Interpretive Summary: Plants emit several defensive chemicals when attacked by insect pests. The ability to detect these chemicals in the field instantaneously may provide an alternative strategy for rapidly detecting the presence of insect pest populations and feeding damage. Typically, these chemicals are analyzed by gas chromatography/mass spectrometry (GC/MS) or detected using an electronic nose, which is similar to the technology used by the military to detect odors associated with explosives. Although GC/MS is highly sensitive it lacks portability, while electronic nose equipment is portable but has a narrow range of analysis. As a proof of concept, the objective of our study was to determine if another technology known as Raman spectroscopy could be used to detect and differentiate several chemicals commonly emitted by plants. This technology utilizes a light beam and measures the vibrational characteristics of the chemical to identify or differentiate compounds, and is more suitable for development into a portable system. Our results indicate Raman spectroscopy can accurately differentiate several chemicals commonly released by plants. These findings lay the groundwork for developing a portable, Raman spectroscopy-based detection system that could be attached to a drone, tractor, or robot, and easily maneuvered through agricultural fields to rapidly detect the presence of insect pests and feeding damage.

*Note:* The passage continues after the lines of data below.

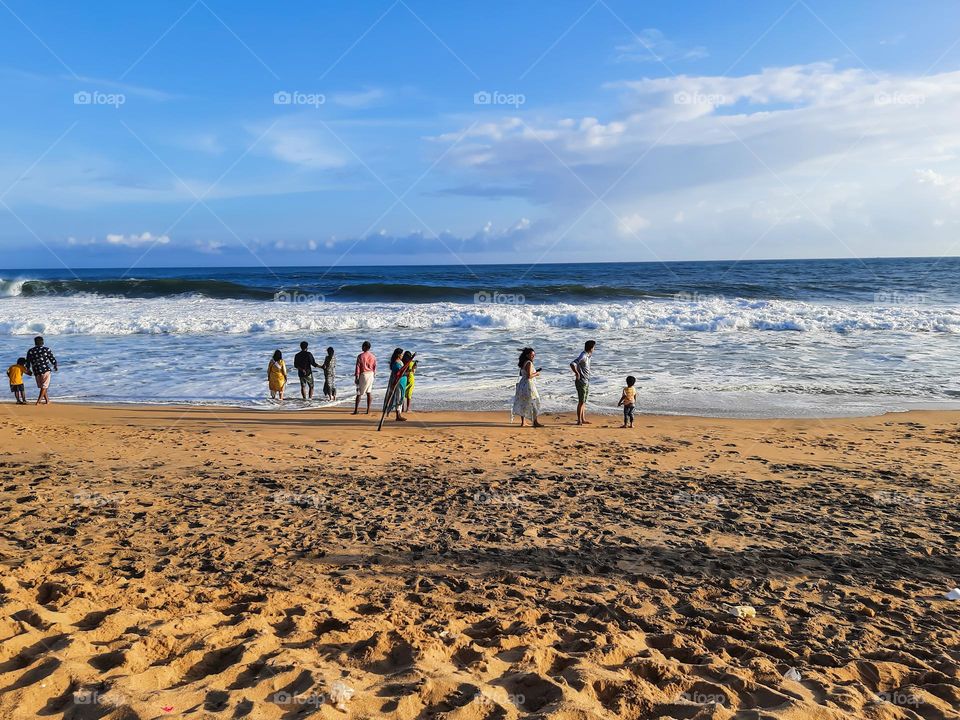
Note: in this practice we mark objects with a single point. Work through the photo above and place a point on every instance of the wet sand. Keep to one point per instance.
(213, 563)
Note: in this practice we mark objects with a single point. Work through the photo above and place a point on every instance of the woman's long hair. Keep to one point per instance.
(525, 357)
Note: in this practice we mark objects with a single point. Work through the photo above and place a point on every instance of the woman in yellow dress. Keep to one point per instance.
(277, 375)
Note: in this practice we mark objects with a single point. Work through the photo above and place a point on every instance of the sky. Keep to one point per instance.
(215, 133)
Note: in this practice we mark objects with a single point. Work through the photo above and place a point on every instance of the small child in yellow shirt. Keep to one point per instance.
(629, 401)
(15, 373)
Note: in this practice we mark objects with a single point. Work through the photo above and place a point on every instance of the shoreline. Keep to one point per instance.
(494, 417)
(159, 560)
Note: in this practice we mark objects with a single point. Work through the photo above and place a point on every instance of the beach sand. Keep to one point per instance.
(173, 562)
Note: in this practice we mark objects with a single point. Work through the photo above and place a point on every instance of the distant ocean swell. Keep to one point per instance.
(412, 292)
(93, 315)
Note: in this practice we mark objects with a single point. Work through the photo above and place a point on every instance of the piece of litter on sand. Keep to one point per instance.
(340, 695)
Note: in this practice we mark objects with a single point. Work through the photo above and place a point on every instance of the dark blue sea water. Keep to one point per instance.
(818, 337)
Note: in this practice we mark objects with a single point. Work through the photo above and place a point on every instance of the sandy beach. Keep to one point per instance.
(208, 563)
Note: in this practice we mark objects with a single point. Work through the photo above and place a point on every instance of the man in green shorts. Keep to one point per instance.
(581, 373)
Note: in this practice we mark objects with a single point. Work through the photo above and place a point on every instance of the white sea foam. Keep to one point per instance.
(91, 315)
(11, 288)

Technical Abstract: Volatile organic compounds (VOCs) emitted from foods and plants are typically analyzed by gas chromatography/mass spectrometry (GC/MS) or electronic-nose (E-nose) analysis. GC/MS is highly sensitive but lacks portability, while E-nose equipment is portable but has a narrow range of analysis. In this study, a Raman-based VOC detection system was developed along with multivariate analysis for spectral differentiation of VOCs. A 5 µL droplet each of four representative VOCs (linalool, cis-3-hexenyl acetate, cis-3-hexen-1-ol, methyl salicylate) was pre-concentrated with Hayesep Q adsorbent in a sealed chamber. After a given collection time (20 and 60 mins), Raman spectroscopy was used to measure the VOC eluates from each adsorbent. Two collection times were tested, and single VOCs versus VOC mixtures were compared. Finally, Raman spectral data were processed with baseline correction and normalization and analyzed with unsupervised and supervised learning techniques. After 20 minutes of collection, individual and mixed volatiles showed unique spectral features, and the multivariate techniques produced good discrimination among the VOCs. Raman spectroscopy was also used to measure mixtures containing three VOCs at five different concentrations, and when principle component regression was applied, a concentration-estimation curve with a high R2 of 0.953 was generated. This system developed on VOC standards was tested on two types of tea (black and earl grey) to determine the differentiability of tea aromas, and several unique Raman spectra were observed from the tea samples. Therefore, the proposed Raman technique has proven to be effective at fast screening of multiple VOCs given off from foods and plants and is a good candidate for fast and portable applications.